The protagonist of this article is ID (Interpolative Decomposition). It can be understood as a low-rank decomposition with a specific structure, where one side consists of several columns of the original matrix (of course, if you prefer rows, selecting rows is also fine). In other words, ID attempts to find several key columns from a matrix to serve as a "skeleton" (usually also called a "sketch") to approximate the original matrix.

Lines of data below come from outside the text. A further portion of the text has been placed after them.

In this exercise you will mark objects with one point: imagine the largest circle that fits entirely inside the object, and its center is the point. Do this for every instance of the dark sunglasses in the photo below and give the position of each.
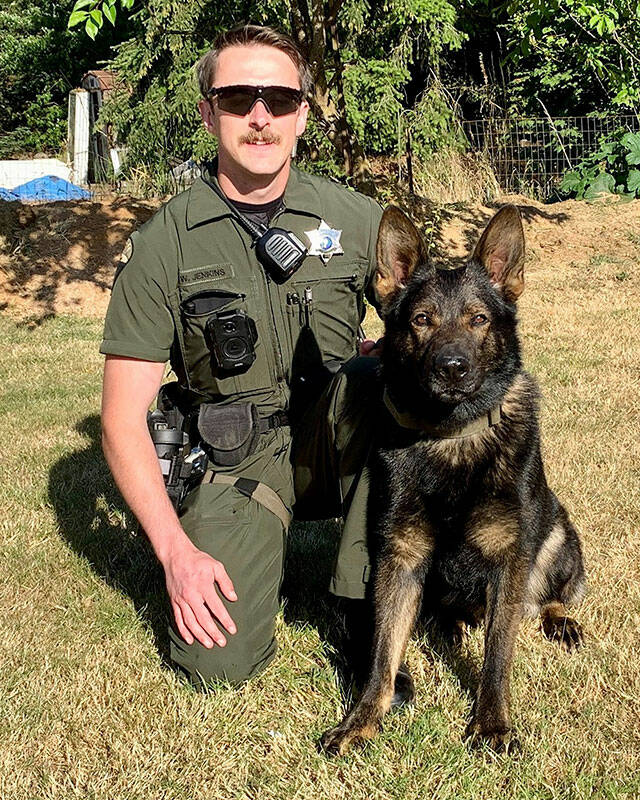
(279, 100)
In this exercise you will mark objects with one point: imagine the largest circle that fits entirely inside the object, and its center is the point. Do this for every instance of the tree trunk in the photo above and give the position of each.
(310, 26)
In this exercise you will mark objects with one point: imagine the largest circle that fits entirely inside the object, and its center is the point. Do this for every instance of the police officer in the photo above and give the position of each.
(192, 270)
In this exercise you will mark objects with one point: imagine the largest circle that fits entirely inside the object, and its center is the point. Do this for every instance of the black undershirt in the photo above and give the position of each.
(261, 213)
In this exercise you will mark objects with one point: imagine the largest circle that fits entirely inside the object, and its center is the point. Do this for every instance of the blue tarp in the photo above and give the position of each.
(49, 188)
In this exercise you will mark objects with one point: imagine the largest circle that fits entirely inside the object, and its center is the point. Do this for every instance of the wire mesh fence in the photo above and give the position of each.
(533, 153)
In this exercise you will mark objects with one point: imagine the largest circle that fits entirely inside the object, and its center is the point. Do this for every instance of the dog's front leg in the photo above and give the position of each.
(491, 721)
(398, 588)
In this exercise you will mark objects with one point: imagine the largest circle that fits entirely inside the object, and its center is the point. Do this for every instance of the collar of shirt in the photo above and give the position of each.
(300, 196)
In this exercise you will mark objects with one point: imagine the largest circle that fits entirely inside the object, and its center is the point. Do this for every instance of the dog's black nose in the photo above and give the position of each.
(453, 367)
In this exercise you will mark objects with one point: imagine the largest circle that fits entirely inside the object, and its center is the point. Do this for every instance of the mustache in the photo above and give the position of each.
(253, 137)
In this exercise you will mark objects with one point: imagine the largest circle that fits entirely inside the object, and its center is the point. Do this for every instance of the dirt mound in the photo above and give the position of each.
(61, 257)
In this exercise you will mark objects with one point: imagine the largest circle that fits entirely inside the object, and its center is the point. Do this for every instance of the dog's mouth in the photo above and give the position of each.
(452, 392)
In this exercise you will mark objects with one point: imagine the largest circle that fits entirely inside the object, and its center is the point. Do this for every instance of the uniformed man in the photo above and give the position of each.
(242, 339)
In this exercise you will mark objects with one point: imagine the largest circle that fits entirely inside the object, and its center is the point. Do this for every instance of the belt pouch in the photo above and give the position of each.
(230, 433)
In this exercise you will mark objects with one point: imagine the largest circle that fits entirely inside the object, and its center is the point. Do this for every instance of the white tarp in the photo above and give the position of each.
(15, 173)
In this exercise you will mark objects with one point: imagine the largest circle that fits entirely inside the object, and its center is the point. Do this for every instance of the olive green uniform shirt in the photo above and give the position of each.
(194, 245)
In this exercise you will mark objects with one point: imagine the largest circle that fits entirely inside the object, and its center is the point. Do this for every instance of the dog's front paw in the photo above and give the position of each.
(336, 741)
(498, 738)
(566, 631)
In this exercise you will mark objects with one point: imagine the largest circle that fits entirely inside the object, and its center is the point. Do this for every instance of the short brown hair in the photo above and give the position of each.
(256, 35)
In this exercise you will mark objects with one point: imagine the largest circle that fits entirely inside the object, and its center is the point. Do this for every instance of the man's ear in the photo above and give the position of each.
(501, 252)
(399, 251)
(208, 116)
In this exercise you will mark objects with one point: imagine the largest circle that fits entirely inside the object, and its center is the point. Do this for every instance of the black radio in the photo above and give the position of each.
(280, 252)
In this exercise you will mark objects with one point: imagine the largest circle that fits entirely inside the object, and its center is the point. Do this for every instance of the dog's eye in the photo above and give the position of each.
(421, 319)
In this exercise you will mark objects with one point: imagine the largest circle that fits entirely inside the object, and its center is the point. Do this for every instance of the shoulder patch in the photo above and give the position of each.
(127, 252)
(125, 255)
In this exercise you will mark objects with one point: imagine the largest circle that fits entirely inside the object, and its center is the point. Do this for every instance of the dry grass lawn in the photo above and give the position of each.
(90, 709)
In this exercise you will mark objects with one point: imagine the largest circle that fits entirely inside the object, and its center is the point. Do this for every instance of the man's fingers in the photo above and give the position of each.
(206, 621)
(195, 627)
(224, 582)
(216, 606)
(182, 628)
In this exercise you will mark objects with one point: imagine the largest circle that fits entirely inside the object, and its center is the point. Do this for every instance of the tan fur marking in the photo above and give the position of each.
(518, 396)
(493, 536)
(411, 545)
(537, 583)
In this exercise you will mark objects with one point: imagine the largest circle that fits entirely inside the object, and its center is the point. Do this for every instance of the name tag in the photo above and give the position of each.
(209, 272)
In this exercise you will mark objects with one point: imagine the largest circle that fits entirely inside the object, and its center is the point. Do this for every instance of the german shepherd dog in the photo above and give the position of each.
(461, 517)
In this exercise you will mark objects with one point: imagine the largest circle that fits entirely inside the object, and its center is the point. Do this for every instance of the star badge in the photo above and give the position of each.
(324, 241)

Many readers may have never heard of ID; even Wikipedia only has a few vague sentences of introduction (link). However, in fact, ID has long been built into SciPy just like SVD (refer to scipy.linalg.interpolative), which indirectly confirms the practical value of ID.
Basic Definition
In the first three articles, we introduced the pseudo-inverse, SVD, and CR approximation. All of these can be seen as seeking a low-rank approximation with a specific structure: \begin{equation} \mathop{\text{argmin}}_{\text{rank}(\tilde{\boldsymbol{M}})\leq r}\Vert \tilde{\boldsymbol{M}} - \boldsymbol{M}\Vert_F^2 \end{equation} where \boldsymbol{M}\in\mathbb{R}^{n\times m}. When no other constraints are added, the optimal solution is given by SVD. When we stipulate \tilde{\boldsymbol{M}}=\boldsymbol{A}\boldsymbol{B} and one of \boldsymbol{A} or \boldsymbol{B} is already given, the optimal solution for the other half can be provided by the pseudo-inverse. If we stipulate \boldsymbol{M}=\boldsymbol{X}\boldsymbol{Y} and \tilde{\boldsymbol{M}}=\boldsymbol{X}_{[:, S]}\boldsymbol{Y}_{[S,:]}, then this is the problem addressed by CR approximation.

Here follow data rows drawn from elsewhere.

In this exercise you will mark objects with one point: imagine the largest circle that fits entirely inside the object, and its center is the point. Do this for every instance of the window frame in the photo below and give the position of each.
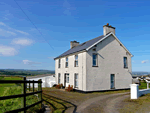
(76, 80)
(125, 65)
(76, 61)
(59, 78)
(66, 62)
(59, 63)
(96, 60)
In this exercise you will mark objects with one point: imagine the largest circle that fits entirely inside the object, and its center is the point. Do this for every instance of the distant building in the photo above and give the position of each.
(48, 80)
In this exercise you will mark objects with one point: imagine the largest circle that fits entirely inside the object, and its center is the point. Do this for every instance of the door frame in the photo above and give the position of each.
(113, 81)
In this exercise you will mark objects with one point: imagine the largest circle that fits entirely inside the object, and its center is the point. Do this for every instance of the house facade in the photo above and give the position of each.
(48, 80)
(102, 63)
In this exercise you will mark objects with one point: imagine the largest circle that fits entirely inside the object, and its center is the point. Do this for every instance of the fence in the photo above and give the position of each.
(135, 92)
(24, 107)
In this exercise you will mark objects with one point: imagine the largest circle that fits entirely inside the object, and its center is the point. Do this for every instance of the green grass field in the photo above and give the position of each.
(16, 103)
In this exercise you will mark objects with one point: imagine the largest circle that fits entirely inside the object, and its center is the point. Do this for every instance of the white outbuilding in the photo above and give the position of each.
(48, 80)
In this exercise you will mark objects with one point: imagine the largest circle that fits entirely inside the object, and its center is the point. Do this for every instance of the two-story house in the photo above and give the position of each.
(102, 63)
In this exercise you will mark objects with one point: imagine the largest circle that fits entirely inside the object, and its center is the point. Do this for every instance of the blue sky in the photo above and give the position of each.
(62, 21)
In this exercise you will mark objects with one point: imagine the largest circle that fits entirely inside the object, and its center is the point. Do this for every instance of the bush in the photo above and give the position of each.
(58, 86)
(70, 88)
(54, 85)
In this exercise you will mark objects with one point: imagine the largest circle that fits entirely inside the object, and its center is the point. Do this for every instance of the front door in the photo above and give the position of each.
(66, 79)
(112, 81)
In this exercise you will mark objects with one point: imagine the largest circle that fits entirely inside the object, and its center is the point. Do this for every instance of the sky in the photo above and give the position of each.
(58, 22)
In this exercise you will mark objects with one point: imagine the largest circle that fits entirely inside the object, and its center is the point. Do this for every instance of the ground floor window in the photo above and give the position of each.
(76, 80)
(59, 78)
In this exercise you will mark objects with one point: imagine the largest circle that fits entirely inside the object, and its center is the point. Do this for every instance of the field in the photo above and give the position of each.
(14, 89)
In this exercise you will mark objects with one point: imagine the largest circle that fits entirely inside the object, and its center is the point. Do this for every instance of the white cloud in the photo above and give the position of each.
(22, 32)
(1, 23)
(19, 31)
(12, 33)
(22, 41)
(7, 51)
(28, 62)
(67, 7)
(51, 57)
(144, 61)
(7, 33)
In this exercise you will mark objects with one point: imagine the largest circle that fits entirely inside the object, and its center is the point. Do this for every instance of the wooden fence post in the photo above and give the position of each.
(29, 85)
(33, 85)
(40, 89)
(24, 92)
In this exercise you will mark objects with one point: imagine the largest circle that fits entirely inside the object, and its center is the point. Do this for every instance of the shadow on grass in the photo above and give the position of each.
(75, 107)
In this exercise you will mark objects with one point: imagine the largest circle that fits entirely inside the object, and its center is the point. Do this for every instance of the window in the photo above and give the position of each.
(95, 59)
(59, 78)
(76, 80)
(125, 62)
(59, 63)
(67, 78)
(66, 62)
(76, 61)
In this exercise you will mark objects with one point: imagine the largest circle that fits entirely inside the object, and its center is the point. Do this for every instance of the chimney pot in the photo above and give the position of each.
(107, 29)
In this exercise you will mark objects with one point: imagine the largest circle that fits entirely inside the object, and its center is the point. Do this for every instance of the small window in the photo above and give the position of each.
(95, 59)
(76, 80)
(125, 62)
(76, 61)
(59, 63)
(59, 78)
(66, 62)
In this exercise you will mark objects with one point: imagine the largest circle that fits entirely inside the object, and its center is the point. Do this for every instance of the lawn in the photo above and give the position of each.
(16, 103)
(140, 105)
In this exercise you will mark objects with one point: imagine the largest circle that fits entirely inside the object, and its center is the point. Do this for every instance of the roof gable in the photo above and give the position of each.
(107, 37)
(89, 44)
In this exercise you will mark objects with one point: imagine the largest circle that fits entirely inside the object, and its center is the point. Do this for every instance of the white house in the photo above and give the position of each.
(102, 63)
(48, 80)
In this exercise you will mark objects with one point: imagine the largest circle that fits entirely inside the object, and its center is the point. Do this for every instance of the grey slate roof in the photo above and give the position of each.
(38, 76)
(81, 47)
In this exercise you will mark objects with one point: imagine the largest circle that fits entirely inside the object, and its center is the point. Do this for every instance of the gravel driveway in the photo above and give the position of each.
(109, 103)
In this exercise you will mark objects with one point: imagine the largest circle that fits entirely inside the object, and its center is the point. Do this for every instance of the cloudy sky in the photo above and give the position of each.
(61, 21)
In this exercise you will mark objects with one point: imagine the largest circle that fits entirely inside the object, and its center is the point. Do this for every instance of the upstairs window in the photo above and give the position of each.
(66, 62)
(76, 61)
(125, 62)
(59, 63)
(94, 59)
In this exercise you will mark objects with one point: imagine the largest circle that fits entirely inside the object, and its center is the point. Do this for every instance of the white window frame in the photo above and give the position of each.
(76, 61)
(67, 78)
(66, 62)
(125, 66)
(95, 59)
(59, 78)
(76, 80)
(59, 63)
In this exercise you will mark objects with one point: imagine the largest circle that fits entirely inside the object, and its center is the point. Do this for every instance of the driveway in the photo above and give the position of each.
(109, 103)
(90, 103)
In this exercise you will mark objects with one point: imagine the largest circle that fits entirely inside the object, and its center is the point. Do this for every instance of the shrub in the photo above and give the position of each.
(58, 86)
(54, 85)
(70, 88)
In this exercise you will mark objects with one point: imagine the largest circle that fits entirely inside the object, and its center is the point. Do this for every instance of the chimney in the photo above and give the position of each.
(73, 44)
(107, 29)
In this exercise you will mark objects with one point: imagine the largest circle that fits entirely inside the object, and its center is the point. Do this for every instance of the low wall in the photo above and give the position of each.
(135, 92)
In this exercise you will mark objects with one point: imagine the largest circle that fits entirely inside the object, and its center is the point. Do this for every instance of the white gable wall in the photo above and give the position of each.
(110, 61)
(72, 70)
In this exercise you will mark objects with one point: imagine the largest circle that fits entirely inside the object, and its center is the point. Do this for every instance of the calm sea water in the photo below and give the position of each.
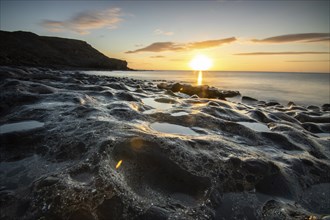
(301, 88)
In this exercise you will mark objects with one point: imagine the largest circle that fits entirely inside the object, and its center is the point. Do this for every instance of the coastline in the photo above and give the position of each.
(183, 157)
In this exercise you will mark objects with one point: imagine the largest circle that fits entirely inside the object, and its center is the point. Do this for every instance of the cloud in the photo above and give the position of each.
(159, 47)
(211, 43)
(171, 46)
(307, 61)
(83, 22)
(157, 57)
(306, 38)
(280, 53)
(161, 32)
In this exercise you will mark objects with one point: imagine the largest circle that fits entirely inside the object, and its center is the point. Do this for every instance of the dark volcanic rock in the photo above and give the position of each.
(77, 146)
(28, 49)
(203, 91)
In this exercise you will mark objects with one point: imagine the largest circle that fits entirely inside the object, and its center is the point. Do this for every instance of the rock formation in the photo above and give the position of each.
(28, 49)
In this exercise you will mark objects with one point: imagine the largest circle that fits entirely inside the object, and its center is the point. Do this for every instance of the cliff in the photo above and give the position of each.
(28, 49)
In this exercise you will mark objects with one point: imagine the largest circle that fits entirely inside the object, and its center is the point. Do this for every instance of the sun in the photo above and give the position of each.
(200, 62)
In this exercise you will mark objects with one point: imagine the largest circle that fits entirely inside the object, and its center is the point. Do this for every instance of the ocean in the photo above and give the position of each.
(301, 88)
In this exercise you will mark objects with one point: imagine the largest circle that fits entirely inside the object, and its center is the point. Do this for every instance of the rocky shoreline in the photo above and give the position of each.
(77, 146)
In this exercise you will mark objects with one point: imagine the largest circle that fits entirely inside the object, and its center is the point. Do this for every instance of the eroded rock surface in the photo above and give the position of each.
(251, 160)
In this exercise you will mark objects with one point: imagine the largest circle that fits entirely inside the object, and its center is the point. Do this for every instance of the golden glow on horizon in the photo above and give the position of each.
(200, 78)
(200, 62)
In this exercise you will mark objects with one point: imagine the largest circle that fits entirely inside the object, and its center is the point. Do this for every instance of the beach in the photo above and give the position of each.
(85, 146)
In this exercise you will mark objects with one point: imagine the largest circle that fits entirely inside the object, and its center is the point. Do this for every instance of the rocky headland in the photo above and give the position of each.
(21, 48)
(78, 146)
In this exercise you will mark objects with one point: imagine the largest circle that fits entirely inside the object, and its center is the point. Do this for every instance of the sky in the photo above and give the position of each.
(240, 35)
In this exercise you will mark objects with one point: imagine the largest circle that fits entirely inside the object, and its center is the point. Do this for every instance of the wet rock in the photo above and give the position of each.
(326, 107)
(111, 209)
(154, 212)
(249, 100)
(203, 91)
(99, 156)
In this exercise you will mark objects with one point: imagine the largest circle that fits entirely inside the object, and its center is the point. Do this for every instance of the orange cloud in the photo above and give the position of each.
(280, 53)
(306, 38)
(83, 22)
(161, 32)
(171, 46)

CR approximation constructs a low-rank approximation by selecting rows/columns of the original matrix, which makes the approximation results more interpretable and also applicable to some non-linear scenarios. However, the premise of CR approximation is that the matrix \boldsymbol{M} itself is formed by the multiplication of two matrices; its original intention is to reduce the amount of matrix computation. For scenarios where the matrix \boldsymbol{M} is given directly, a similar low-rank approximation is provided by ID.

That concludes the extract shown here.